In a most literal sense, Goebbels, Himmler, Heydrich, and other leading Nazis were ‘working towards the Führer’, whose authority allowed the realization of their own fantasies. The same was true of countless lesser figures in the racial experiment under way in the occupied territories. Academics — historians at the forefront — excelled themselves in justifying German hegemony in the east.106 Racial ‘experts’ in the Party set to work to construct the ‘scientific’ basis for the inferiority of the Poles.107 Armies of planners, moved to the east, started to let their imagination run riot in devising megalomaniac schemes for ethnic resettlement and social restructuring.108 Hitler had to do no more than provide the general licence for barbarism. There was no shortage of ready hands to put it into practice.

This began with the heads of the civil administration in occupied Poland. Forster in Danzig-West Prussia, Greiser in the Warthegau, and Frank in the General Government were trusted ‘Old Fighters’, hand-picked for the task by Hitler. They knew what was expected of them. Regular and precise directives were not necessary.

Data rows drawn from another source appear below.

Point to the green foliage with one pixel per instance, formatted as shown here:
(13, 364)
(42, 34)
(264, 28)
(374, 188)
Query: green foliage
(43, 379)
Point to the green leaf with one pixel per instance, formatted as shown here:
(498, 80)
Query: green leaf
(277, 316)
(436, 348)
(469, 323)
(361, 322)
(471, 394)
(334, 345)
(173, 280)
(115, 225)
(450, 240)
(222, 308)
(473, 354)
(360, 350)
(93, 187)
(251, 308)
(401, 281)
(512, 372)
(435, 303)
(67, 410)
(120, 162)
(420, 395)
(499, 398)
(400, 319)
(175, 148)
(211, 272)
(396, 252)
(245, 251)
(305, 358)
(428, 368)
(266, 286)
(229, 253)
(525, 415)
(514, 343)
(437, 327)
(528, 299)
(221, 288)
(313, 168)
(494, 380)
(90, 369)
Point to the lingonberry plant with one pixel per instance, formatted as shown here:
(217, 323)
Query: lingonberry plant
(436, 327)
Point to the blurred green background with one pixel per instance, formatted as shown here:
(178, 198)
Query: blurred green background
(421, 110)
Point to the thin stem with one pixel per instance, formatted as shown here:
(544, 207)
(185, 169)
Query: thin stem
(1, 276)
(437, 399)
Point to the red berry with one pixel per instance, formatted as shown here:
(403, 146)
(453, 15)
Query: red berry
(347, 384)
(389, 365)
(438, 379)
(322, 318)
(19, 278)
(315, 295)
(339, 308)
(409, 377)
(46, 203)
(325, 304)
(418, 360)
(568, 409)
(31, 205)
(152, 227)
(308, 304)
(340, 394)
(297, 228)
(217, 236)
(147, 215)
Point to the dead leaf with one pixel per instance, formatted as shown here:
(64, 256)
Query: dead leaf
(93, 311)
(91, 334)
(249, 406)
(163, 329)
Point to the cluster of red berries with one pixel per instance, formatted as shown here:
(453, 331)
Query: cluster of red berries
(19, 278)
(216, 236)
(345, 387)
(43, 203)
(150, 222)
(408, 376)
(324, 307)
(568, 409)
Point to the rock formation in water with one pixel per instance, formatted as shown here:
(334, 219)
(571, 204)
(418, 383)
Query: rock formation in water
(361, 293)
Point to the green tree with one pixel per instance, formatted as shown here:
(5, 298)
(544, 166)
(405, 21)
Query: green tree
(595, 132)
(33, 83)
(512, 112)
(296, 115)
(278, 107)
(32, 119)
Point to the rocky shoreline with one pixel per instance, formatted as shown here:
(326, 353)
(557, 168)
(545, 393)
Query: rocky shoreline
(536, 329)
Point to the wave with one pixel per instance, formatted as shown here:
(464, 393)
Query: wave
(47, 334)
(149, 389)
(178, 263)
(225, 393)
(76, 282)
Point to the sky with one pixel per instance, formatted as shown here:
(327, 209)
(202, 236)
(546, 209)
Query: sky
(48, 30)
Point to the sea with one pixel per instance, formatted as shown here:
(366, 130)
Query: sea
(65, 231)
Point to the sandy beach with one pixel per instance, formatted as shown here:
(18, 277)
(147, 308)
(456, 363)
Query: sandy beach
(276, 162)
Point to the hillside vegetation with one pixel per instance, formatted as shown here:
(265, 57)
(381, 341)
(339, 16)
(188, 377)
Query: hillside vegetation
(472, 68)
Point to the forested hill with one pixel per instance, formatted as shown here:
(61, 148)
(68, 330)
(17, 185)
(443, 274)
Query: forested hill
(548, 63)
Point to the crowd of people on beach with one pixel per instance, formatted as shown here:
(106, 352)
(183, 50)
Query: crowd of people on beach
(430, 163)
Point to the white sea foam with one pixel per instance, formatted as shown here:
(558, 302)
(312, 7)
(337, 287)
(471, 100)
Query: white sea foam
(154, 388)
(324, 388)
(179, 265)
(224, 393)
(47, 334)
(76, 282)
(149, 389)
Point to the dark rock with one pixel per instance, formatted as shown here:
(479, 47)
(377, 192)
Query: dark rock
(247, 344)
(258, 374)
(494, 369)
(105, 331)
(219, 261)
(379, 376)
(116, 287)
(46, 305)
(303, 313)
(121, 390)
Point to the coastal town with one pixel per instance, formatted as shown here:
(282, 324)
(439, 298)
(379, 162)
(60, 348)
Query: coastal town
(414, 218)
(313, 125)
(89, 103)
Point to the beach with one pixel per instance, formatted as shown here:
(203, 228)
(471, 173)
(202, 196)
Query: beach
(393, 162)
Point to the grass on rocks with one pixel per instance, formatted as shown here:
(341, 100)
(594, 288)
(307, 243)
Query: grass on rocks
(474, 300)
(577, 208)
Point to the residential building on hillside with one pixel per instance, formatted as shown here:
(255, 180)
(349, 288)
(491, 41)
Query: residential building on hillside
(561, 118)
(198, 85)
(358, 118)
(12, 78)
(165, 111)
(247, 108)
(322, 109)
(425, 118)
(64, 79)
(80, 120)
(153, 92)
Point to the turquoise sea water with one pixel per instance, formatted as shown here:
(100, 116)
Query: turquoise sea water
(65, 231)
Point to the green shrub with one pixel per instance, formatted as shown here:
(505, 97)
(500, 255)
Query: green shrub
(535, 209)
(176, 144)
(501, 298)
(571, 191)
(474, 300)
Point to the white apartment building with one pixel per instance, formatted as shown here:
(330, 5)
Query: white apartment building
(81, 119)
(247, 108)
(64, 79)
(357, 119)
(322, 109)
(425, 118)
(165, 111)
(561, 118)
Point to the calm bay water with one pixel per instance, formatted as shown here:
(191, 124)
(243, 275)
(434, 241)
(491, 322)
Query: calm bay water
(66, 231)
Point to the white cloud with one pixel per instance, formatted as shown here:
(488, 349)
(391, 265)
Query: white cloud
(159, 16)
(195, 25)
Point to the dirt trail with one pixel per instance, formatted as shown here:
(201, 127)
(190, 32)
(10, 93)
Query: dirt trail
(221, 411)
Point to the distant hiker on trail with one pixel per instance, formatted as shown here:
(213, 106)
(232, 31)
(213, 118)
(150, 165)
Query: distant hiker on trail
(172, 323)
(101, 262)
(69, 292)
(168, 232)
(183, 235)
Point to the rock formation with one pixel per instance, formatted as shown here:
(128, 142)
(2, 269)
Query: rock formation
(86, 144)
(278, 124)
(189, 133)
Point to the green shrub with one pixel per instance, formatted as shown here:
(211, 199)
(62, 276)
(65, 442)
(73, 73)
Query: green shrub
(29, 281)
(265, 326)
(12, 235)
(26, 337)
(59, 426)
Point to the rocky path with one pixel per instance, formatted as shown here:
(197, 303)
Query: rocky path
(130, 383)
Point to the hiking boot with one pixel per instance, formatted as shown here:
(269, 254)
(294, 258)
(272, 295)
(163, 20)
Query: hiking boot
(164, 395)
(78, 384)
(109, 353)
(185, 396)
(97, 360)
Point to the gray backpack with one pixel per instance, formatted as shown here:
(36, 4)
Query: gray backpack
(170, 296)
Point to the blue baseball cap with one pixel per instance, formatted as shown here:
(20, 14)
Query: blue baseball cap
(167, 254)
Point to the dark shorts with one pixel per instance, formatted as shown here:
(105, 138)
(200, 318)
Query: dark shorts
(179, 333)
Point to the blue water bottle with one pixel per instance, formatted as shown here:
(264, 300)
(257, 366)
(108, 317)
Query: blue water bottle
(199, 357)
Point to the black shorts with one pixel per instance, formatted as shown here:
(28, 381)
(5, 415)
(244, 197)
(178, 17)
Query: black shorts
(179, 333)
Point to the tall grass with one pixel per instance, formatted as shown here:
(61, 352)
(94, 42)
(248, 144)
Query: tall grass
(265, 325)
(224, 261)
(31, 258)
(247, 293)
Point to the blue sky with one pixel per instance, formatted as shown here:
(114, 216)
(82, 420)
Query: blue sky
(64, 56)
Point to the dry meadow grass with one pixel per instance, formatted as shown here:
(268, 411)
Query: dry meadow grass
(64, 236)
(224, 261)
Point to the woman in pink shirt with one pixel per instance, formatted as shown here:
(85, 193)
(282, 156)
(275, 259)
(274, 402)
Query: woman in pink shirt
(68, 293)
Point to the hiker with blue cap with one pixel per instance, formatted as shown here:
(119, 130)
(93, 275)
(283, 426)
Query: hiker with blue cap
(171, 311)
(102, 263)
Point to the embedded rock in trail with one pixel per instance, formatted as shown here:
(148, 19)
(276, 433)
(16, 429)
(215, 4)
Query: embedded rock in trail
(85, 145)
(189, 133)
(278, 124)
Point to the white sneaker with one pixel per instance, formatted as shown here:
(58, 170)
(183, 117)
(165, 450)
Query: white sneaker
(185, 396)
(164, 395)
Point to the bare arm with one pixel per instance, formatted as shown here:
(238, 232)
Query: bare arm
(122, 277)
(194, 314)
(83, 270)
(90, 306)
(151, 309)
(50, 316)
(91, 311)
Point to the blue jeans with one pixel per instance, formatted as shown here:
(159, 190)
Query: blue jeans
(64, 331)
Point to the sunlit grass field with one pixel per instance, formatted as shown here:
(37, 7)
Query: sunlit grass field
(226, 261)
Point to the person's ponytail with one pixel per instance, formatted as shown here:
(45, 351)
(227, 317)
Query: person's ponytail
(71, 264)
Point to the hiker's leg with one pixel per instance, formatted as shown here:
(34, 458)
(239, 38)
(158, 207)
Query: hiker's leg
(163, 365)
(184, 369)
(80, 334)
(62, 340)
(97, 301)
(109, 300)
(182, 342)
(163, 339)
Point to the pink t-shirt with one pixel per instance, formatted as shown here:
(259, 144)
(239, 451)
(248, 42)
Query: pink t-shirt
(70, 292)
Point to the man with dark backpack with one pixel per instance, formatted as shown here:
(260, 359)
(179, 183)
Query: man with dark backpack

The Warthegau provides clear illustration of the ways ‘working towards the Führer’ — anticipating Hitler’s presumed wishes and intentions — translated into ever more radical actions. Hitler’s man in Posen, head of the civil administration in ‘Reichsgau Wartheland’ (as it was officially known from January 1940 onwards), was Arthur Greiser. For Greiser, a native of the Posen area, the way to Hitler had been the classical one. As with Hitler himself, the war had been a formative experience. He identified completely with the ‘front-soldier’ mentality. Defeat and the loss of his home province left a searing mark on him. Service in the Freikorps was followed by years where he scraped by, earning a living as best he could, including running boat-rides round Danzig harbour.109 His resentment at his parlous financial situation doubtless helped drive him further into the völkisch camp, then on into the Nazi Party. He was apparently unemployed when, in 1929, he was attracted to what he later called ‘the solution of the great social question’ — unquestionably synonymous in his mind with the ‘ethnic question’ in the former Prussian provinces. He believed that ‘in the chaos of party politics, only Hitler was capable of this solution’.110

Greiser was clever and ambitious enough to work his way through the intrigues of the Danzig Party to become Forster’s deputy and President of the Senate in the Free City, surviving scandals about financial corruption, his membership of a Freemasons’ Lodge in the 1920s, and the stormy break-up of his first marriage. Greiser’s survival owed not a little to his good connections with Himmler. He was also already prepared to do anything to retain favour with Hitler. ‘For this favour,’ recalled Carl Burck-hardt, ‘no price was too high. A wish expressed by Hitler counted for even more than an order.’111 When appointed by Hitler Reich Governor and Gauleiter of the Warthegau, Greiser’s ‘gratitude knew no bounds’, according to one contemporary.112 He lost no opportunity to emphasize ‘that he was persona gratissima with the Führer’, and also had the ear of the Reichsführer-SS.113 He saw his task as working to put into practice the Führer’s ‘heroic vision’ for the Germanization of the Warthegau, to turn it into the ‘model Gau’ of the ‘New Order’. He was given full scope to do so.